"We get to go home to a house every night. That's not always the case for the people we serve."
Sometimes public service means celebrating victories, like a hot shower after three years. Sometimes it means carrying the weight of what you couldn't do fast enough.
His house was the only one that survived the Alameda fire. While 2,500 homes burned around him, he stood there with a garden hose, watering his roof and his neighbor's house. He literally saved three homes from destruction with nothing but a garden hose and determination.
But then came the hard part. For the next two years, he had no power, no gas, no running water. He trucked in water for showers. He couldn't cook a hot meal in his own kitchen.
When we finally got the gas line reconnected as part of our rebuild, he was able to take his first hot shower in three years. Cook his first hot meal on his own stove in three years.
He didn't live to see the new affordable housing units we built. Neither did his neighbor. The delays weren't our fault, but we still carry that with us.
I'm Ryan Haynes, Director of Real Estate Development for the Housing Authority of Jackson County. My job is building affordable housing, but really, it's about giving people the dignity of a safe, secure home.
Sometimes public service means celebrating victories, like a hot shower after three years. Sometimes it means carrying the weight of what you couldn't do fast enough.
We keep building. Because everyone deserves a home.
Do I want my legacy to be turning soybean fields into shopping malls? That's the question that changed everything for me. I was successful in commercial real estate development. Good money, interesting projects. But every night I'd go home to my comfortable house and think about my mom's childhood.
My mom grew up in poverty. Four girls, single dad, constantly moving, couch surfing, housing insecurity. My grandfather did his best – World War II vet, Korean War vet, working multiple jobs, but they never had stability.
My childhood was completely different. Middle class, secure, comfortable, but her stories stayed with me.
So when I was offered a position with the Housing Authority of Jackson County, something clicked. Here was a chance to help families avoid what my mom went through. It was a chance to build affordable housing for people earning well below median income.
Public service, for me, is using whatever privilege and opportunity I've had to level the playing field for others. It's recognizing that we're all just floating around on this rock together, and we should try to leave it better than we found it.
Some people give back through tithing or civic organizations. I chose public service. I chose housing. Because everyone deserves a safe place to call home.
We get to go home to a house every night. That's not always the case for the people we serve.
When the frustrations mount and they do mount in public service, I remind myself and my team of this simple truth. When we're banging our heads against bureaucratic walls, when projects face delays, when politics get in the way, we still have somewhere safe to sleep.
The families waiting for affordable housing don't always have that luxury. They might be couch surfing, living in substandard conditions, or paying 60% of their income just to keep a roof over their heads.
That's what keeps me going through the tough days. That's what kept me going when the replacement units for fire victims arrived on-site and weren't fit for human habitation. We had to pivot, find new solutions, and fight through more delays.
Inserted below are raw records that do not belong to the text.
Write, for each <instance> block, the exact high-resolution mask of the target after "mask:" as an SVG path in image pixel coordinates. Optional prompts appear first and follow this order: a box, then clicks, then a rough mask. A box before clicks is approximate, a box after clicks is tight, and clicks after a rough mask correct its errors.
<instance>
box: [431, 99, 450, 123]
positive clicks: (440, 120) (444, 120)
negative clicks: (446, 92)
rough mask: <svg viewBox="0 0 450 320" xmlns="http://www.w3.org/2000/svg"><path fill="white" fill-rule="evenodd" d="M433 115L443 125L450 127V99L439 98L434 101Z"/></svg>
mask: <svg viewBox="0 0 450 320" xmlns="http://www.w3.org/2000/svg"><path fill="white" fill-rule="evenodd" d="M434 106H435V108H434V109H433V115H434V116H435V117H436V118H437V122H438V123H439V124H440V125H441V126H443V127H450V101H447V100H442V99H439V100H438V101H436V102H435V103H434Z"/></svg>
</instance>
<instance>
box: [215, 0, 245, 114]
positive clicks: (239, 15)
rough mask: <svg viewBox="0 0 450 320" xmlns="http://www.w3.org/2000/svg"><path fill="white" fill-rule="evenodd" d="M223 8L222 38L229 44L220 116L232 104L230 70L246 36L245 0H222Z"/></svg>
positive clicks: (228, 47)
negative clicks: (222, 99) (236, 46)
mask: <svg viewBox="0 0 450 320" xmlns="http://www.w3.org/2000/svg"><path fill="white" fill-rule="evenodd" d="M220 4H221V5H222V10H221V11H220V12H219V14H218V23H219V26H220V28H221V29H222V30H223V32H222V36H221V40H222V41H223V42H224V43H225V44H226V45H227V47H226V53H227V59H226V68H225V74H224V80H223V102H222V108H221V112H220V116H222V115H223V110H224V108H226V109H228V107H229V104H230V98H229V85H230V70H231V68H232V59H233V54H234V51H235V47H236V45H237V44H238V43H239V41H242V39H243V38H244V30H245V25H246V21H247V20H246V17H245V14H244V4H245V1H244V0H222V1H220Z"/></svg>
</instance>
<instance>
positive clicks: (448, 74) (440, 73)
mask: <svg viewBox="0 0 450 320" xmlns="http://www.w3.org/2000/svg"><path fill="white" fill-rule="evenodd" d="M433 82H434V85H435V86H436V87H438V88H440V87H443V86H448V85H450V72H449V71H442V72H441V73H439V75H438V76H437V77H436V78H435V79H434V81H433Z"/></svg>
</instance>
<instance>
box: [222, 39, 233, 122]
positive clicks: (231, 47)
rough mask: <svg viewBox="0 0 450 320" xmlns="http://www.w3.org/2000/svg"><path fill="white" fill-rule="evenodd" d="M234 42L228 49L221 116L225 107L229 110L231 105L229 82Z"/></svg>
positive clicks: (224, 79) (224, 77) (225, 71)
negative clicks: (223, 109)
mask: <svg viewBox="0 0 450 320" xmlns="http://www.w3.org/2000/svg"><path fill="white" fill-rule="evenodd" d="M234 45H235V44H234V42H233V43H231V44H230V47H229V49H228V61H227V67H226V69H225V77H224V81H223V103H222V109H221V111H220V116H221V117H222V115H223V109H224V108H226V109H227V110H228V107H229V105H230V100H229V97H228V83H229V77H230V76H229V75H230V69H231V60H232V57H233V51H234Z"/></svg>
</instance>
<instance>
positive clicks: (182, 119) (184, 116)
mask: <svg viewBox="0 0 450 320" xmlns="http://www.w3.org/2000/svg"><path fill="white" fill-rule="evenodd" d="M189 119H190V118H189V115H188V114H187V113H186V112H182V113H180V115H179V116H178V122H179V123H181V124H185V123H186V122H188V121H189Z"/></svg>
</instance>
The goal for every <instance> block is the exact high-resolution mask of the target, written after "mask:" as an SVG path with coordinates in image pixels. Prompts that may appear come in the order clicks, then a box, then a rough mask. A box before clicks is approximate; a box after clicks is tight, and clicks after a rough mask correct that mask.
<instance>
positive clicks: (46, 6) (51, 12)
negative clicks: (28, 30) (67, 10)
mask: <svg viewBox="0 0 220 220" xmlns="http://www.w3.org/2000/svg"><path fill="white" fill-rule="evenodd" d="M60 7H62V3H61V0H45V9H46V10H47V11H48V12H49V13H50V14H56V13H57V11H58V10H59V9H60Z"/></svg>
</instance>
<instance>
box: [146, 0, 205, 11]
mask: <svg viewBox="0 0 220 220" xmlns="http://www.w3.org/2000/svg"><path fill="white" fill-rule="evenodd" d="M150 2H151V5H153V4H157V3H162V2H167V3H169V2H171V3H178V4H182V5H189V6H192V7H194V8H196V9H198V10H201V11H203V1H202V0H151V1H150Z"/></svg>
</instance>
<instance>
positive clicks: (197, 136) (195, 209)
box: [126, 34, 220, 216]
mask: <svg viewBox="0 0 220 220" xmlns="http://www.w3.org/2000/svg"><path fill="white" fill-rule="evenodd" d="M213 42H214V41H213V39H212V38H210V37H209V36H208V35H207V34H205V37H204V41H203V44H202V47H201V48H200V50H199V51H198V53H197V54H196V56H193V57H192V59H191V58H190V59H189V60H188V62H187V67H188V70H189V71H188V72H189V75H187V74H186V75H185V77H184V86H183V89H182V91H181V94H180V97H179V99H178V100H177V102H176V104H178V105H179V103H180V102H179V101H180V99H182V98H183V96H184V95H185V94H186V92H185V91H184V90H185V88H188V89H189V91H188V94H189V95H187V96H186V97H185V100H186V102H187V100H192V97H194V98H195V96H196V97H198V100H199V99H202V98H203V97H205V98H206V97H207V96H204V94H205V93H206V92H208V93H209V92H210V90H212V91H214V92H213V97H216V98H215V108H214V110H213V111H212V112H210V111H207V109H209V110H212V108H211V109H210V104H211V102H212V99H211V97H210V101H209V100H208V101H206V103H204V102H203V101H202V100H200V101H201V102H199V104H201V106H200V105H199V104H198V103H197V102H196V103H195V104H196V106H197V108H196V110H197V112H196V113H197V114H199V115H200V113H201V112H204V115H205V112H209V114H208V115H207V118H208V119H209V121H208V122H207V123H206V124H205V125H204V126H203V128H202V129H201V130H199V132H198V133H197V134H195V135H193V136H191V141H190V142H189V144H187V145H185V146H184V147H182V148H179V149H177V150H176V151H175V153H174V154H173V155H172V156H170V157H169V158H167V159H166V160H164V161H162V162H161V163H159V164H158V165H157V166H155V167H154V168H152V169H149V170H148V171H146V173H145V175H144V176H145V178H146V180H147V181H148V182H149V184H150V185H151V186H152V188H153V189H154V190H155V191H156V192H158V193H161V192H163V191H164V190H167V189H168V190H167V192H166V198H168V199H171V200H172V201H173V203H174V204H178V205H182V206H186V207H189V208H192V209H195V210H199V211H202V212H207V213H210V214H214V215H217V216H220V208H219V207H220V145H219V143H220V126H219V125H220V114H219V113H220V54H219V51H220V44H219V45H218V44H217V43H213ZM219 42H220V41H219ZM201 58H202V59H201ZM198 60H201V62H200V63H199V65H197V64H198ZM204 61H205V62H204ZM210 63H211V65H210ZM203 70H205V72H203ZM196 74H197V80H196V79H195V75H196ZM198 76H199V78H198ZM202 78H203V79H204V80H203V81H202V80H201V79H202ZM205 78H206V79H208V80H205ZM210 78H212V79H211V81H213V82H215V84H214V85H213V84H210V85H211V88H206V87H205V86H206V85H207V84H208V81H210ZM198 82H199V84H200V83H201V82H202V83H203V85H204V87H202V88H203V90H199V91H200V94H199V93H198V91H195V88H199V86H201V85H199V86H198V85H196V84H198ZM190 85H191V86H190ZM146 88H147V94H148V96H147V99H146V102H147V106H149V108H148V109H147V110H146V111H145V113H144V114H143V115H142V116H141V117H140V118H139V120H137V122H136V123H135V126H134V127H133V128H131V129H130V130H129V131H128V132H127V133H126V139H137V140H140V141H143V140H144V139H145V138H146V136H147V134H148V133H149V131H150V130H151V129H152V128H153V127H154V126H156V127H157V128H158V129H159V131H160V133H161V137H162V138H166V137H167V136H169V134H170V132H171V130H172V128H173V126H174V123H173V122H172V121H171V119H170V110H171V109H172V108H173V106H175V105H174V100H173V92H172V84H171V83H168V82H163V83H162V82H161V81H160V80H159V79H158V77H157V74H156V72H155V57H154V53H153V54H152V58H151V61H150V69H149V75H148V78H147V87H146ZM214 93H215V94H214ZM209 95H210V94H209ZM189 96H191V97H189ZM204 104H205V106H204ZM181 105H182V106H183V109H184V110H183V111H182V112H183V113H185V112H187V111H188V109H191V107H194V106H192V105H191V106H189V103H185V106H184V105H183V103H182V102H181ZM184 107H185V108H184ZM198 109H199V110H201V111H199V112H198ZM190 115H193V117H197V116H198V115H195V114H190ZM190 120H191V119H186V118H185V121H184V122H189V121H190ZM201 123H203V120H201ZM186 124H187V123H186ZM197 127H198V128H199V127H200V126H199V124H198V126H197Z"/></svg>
Because at the end of the day, we're not just developing real estate. We're providing the foundation that lets people rebuild their lives, their social networks, their sense of security.
I'm currently working on my doctorate in public administration, studying the social determinants of health and wealth. The data backs up what I see every day: stable housing changes everything.
Public service isn't glamorous work. It's often thankless. The wins are measured in families moved into safe homes, not profit margins or stock prices. But when a resident tells you their standard of living just got immeasurably better because of something you built? When a child has their own bedroom for the first time? When someone can finally cook dinner on their own stove? That's worth every frustrating day.